Original Search Recommendation Refined Operation Business Architecture
We can meet the business requirements through the complex cooperation of a series of storage and computing engines (HBase, Druid, Hive, Drill, Redis, etc.), and multiple storage needs to maintain approximate synchronization through data synchronization tasks. This kind of business architecture is extremely complex, and the development of the whole consumes plenty of time.
Upgraded Search Recommendation Refined Operation Business Architecture
We upgraded this business with HSAP system on the Double 11 of 2019 (It is a global shopping carnival where customers can buy commodities with a massive discount, with Alibaba shoppers exceeding 268.4 billion yuan (USD $37. 96 billion) in purchase during the 2019 Double 11 carnival. HSAP system supported a total of 145 million online queries, which further supported a process of analysis and decision-making of very complex businesses. Behind these analyses is at the same time a large-scale data volume with 130 million real-time records written without redundant data generated.), and the new architecture was greatly simplified. User, commodity, merchant attribute data and massive user behavior data come into HSAP system from online and offline ETL. HSAP system provides query and analytics services like real-time data visualization, real-time report, effect tracking, real-time data application, etc. It helps make better decisions by providing services like real-time data visualization，real-time sales forecast, real-time inventory monitoring, real-time BI report, real-time monitoring of business progress, monitoring operational growth, tracking algorithm effect. Data products such as real-time labels, real-time portraits, competition analytics, customer-targeting, product recommendation, and bonus distribution contribute to precise operation and decision-making.Real-time data services support algorithm control, inventory monitoring and pre-warning and other services. A set of HSAP system realizes all channels and all procedures data sharing and reusing, which solves the data analytics and query requirements from different business perspectives of operator, product-owner, algorithm-owner, developer, analysts or senior manager.
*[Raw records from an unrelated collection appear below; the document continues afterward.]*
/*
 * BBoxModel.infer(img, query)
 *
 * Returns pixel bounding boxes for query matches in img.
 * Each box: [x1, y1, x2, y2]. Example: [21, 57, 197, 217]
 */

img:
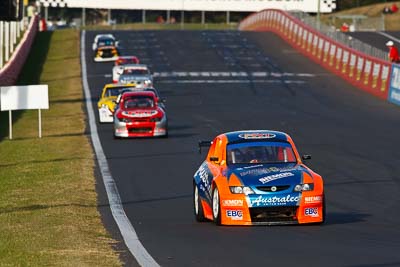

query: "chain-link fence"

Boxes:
[291, 12, 387, 60]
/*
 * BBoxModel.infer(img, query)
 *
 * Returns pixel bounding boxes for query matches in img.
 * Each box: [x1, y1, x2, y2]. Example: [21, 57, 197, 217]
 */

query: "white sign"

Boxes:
[0, 85, 49, 111]
[40, 0, 336, 13]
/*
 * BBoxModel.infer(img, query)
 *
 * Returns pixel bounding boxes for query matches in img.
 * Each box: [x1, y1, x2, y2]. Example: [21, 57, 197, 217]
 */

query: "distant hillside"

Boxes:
[321, 1, 400, 31]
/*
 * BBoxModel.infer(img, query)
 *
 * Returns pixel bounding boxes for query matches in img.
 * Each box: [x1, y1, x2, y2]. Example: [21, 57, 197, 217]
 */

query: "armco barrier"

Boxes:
[239, 9, 390, 100]
[0, 16, 39, 86]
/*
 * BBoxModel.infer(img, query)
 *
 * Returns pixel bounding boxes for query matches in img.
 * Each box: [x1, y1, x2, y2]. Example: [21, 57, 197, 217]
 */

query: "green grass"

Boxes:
[0, 30, 121, 266]
[321, 1, 400, 31]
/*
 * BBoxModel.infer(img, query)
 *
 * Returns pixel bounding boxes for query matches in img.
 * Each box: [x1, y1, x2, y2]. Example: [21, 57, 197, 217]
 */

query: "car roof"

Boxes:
[104, 83, 136, 89]
[94, 33, 115, 40]
[122, 64, 149, 69]
[122, 91, 156, 98]
[223, 130, 288, 143]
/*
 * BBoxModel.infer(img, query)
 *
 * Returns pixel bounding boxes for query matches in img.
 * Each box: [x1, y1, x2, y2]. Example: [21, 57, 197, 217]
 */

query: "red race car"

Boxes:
[115, 56, 139, 66]
[114, 91, 168, 137]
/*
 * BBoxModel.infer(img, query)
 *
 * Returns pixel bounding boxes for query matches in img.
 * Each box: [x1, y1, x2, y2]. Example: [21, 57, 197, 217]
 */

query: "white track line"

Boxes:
[81, 31, 160, 267]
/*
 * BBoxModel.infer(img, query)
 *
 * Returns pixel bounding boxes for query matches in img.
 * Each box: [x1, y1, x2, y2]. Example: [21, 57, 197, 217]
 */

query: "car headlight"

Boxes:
[294, 184, 314, 192]
[150, 117, 162, 122]
[229, 186, 254, 196]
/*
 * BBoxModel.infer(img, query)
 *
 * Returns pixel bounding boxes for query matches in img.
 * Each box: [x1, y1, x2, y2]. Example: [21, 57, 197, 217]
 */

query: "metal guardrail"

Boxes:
[290, 11, 387, 60]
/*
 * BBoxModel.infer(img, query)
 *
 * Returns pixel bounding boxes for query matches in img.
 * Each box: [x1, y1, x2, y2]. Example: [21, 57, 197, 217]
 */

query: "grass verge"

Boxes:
[0, 30, 121, 266]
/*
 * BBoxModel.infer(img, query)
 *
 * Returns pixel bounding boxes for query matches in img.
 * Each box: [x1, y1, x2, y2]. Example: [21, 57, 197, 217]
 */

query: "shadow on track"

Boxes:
[324, 214, 370, 225]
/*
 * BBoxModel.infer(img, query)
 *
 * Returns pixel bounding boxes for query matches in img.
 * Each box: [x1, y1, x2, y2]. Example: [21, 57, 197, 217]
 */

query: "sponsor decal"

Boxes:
[304, 196, 322, 204]
[259, 172, 294, 184]
[239, 133, 276, 139]
[122, 110, 158, 118]
[240, 167, 297, 176]
[195, 164, 211, 195]
[304, 208, 319, 217]
[250, 194, 300, 207]
[226, 210, 243, 220]
[222, 199, 243, 207]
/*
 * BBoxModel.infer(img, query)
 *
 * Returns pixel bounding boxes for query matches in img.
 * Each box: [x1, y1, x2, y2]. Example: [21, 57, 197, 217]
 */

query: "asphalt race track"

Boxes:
[86, 31, 400, 267]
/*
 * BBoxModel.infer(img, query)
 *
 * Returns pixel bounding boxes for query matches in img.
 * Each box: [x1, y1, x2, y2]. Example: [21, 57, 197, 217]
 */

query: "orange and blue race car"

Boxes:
[193, 130, 326, 225]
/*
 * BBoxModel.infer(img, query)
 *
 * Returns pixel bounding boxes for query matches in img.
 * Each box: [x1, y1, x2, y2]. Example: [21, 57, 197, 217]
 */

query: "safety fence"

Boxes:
[0, 16, 39, 86]
[239, 9, 391, 99]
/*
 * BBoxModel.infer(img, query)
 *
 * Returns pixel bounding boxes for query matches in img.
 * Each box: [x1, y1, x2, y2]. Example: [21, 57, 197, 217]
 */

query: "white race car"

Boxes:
[117, 64, 153, 87]
[92, 34, 118, 51]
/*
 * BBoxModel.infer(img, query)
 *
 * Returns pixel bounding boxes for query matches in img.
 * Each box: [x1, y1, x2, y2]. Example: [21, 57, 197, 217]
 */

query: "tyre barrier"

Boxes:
[239, 9, 390, 101]
[0, 16, 39, 86]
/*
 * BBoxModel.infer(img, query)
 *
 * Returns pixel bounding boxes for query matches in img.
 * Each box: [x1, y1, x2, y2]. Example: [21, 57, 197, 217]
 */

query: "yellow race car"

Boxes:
[97, 83, 136, 123]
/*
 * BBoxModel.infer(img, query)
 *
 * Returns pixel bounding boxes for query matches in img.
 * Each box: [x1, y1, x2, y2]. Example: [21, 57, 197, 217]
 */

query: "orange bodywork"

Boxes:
[194, 131, 325, 225]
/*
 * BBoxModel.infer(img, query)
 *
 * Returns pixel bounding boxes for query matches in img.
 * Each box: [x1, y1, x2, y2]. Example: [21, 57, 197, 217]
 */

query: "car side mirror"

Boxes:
[210, 156, 219, 163]
[199, 141, 212, 154]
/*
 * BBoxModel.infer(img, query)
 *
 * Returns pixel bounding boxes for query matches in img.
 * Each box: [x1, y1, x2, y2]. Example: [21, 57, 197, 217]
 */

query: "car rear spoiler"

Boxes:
[199, 141, 212, 154]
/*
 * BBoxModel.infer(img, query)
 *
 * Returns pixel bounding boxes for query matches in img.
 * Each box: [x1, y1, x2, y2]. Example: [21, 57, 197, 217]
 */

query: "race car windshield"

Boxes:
[123, 69, 149, 75]
[226, 142, 296, 165]
[98, 39, 114, 46]
[124, 96, 154, 109]
[116, 58, 138, 65]
[105, 87, 133, 97]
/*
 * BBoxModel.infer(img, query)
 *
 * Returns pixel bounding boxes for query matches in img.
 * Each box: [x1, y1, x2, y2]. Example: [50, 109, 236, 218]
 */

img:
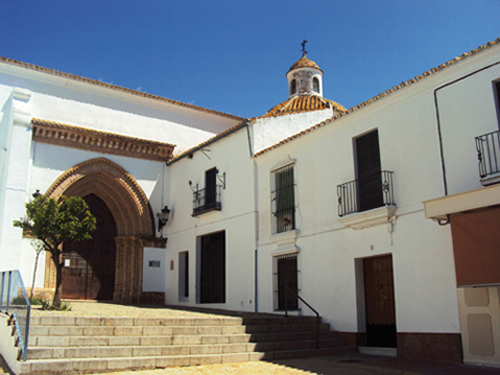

By providing unified real-time storage without requiring any data replication, HSAP architecture offers a one stop service for point lookup queries, OLAP analytics, online data services, and other diversified queries and services.This new architecture greatly reduces the complexity of application and enables us to quickly respond to new business requirements. The second or even sub-second latency in real-time performance makes decisions more promptly and efficiently, thus allowing data to create greater commercial value.